50th Anniversary of the first Moon Landing

This year we celebrate the 50th anniversary of the moon landing. It was July 20, 1969, when Armstrong and fellow astronaut Buzz Aldrin made cosmic history as they became the first humans ever to stand and walk on a heavenly body not called Earth.

Here is a look back at that amazing achievement……

Apollo 11 lifted off from Launch Pad 39A at Kennedy Space Center in Florida on July 16 and returned to Earth on July 24, splashing down in the Pacific Ocean after traveling a total of 953,054 miles in eight days, three hours and 18 minutes.

On July 20, the astronauts touched down in the moon’s Sea of Tranquility.
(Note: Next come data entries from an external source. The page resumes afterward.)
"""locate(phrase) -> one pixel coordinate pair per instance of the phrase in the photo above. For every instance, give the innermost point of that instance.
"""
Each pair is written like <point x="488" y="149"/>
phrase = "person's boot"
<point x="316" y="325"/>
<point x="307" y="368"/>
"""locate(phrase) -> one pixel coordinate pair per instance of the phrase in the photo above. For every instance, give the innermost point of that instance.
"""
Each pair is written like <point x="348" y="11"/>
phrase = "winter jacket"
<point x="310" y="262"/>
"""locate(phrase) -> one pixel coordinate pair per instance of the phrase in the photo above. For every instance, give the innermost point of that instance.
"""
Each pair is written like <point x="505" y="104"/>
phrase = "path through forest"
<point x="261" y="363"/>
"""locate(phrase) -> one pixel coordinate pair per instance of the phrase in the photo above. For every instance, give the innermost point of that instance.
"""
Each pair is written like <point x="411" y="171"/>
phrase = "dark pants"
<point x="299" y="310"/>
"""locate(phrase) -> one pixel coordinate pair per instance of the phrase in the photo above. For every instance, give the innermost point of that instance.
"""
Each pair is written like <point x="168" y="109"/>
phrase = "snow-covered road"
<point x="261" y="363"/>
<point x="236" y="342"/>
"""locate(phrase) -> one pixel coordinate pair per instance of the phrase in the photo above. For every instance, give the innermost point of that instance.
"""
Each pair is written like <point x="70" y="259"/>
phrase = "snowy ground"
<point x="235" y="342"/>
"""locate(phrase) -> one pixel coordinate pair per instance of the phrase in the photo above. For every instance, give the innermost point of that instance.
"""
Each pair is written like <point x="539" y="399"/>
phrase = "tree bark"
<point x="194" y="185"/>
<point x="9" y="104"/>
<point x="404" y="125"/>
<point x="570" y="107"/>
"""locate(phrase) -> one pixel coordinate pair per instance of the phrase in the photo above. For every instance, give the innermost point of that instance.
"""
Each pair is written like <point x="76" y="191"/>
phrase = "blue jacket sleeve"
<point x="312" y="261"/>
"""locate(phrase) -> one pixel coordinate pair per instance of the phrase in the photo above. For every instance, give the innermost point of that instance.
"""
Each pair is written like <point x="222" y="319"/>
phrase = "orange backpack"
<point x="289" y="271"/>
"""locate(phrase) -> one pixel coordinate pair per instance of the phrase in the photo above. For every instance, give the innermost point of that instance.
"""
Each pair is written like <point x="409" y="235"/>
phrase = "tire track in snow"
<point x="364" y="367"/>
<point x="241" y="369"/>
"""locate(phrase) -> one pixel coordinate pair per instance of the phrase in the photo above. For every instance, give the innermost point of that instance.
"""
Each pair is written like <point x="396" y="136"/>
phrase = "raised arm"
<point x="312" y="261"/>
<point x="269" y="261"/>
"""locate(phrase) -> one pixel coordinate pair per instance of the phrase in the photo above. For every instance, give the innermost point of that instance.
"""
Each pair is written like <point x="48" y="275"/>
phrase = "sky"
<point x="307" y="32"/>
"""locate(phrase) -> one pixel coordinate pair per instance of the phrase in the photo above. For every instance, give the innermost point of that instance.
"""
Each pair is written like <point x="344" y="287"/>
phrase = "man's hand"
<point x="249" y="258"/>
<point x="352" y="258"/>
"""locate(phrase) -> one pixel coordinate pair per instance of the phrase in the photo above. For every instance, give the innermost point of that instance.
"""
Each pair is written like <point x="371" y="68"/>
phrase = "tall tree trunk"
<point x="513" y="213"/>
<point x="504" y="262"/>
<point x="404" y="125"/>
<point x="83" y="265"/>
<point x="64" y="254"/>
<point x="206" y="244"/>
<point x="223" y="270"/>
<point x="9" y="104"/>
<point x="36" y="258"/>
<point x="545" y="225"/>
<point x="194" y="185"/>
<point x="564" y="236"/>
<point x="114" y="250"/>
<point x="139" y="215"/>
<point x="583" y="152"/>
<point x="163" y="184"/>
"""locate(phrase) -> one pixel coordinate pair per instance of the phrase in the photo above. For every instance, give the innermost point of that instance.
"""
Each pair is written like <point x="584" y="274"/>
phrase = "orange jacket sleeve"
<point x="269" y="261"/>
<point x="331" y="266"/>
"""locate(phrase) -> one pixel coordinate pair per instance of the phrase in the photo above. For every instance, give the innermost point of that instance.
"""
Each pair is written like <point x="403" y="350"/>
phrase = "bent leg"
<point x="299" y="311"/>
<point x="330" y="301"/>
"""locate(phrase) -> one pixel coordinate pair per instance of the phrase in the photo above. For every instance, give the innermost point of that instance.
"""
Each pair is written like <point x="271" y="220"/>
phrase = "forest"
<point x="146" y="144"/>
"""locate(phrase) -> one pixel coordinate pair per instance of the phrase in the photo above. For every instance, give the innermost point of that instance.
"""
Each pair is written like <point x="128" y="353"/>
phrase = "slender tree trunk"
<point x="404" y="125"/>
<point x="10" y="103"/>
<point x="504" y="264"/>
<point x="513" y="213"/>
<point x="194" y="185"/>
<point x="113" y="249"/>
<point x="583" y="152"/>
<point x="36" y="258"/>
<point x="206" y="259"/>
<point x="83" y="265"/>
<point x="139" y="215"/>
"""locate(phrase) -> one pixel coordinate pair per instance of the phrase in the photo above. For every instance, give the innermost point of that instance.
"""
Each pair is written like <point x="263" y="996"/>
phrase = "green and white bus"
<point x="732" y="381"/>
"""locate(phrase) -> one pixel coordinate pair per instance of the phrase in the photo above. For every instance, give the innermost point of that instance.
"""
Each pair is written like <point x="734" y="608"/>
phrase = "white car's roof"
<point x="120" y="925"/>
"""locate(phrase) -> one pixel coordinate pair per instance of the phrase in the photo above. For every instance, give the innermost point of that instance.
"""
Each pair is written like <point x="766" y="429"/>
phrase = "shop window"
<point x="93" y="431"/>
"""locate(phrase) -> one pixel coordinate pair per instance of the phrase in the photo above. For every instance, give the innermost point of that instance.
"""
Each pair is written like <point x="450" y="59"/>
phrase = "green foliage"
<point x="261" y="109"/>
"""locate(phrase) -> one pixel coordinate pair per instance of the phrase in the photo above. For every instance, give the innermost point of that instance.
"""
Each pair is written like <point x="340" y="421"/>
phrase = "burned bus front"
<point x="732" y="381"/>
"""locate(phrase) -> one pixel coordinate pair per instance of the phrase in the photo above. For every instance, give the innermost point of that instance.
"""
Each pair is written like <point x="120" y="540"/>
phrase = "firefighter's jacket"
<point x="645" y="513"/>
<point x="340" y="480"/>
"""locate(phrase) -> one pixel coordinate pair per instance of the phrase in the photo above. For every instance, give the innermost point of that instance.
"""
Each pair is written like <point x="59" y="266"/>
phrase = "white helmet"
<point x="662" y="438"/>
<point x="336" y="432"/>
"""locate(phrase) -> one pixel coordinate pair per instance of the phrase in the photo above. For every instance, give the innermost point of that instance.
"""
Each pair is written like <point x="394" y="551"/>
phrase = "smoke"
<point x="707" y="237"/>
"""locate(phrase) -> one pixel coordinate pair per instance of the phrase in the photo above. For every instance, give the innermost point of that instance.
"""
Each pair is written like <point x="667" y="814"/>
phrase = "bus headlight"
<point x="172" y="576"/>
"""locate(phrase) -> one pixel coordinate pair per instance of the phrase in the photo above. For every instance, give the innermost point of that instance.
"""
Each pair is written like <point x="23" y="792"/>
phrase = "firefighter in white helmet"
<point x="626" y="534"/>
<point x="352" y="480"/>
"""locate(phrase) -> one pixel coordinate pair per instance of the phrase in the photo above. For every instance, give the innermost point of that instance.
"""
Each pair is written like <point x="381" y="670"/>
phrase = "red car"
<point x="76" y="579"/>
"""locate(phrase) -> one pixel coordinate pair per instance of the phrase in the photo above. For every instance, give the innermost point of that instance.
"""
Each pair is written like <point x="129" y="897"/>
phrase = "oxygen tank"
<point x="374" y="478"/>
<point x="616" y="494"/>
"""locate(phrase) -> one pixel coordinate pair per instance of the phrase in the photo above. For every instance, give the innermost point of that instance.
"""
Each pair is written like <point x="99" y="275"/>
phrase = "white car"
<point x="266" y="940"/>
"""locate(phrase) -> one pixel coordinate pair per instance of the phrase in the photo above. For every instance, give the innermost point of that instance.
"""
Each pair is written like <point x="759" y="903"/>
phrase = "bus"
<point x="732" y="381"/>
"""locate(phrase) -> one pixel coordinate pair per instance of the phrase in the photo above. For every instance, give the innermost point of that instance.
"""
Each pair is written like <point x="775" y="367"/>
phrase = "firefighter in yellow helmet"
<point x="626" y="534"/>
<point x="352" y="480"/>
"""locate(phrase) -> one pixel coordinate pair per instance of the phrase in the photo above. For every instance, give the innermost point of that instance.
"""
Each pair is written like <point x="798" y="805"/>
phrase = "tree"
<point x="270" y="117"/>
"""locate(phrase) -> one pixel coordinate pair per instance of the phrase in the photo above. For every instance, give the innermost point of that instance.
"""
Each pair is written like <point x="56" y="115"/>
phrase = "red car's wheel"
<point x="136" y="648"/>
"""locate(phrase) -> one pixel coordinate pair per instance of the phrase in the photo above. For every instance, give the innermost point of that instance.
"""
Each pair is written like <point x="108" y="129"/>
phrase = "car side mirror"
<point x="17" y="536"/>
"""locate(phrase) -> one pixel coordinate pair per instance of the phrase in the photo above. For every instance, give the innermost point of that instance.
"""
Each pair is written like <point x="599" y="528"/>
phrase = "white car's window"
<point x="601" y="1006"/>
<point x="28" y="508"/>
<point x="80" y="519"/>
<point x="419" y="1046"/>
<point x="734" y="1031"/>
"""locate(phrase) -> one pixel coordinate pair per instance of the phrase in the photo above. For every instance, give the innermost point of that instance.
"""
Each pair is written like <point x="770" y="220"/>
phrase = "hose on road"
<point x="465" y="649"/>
About four hours later, Captain Neil Armstrong stepped out, just before 11 p.m. on the 20th, which happened to be a Sunday. Armstrong was outside for about two and a half hours, with Buzz Aldrin joining him for about an hour and a half. They were on the moon for a total of 21 hours, 36 minutes before returning to orbit to rejoin the third member of the crew, Michael Collins, who’d been watching and waiting.

The pair never ventured more than 300 feet from the lunar module and worked under a 200-degree sun, Armstrong and Aldrin like tourists everywhere took lots of photos and video, as well as gathered as many souvenirs in the form of moon rocks and soil samples as they could. They even took the time to  set up a couple of rudimentary experiments, including one to measure seismic activity and another as a target for Earth-based lasers to measure the Earth to moon distance which was able to return data for a period of 71 days. They left behind an American flag, some of the most famous footprints in history, a coin-size silicon disc etched in microscopic detail with messages from world leaders and a small plaque that read, “We came in peace for all mankind.”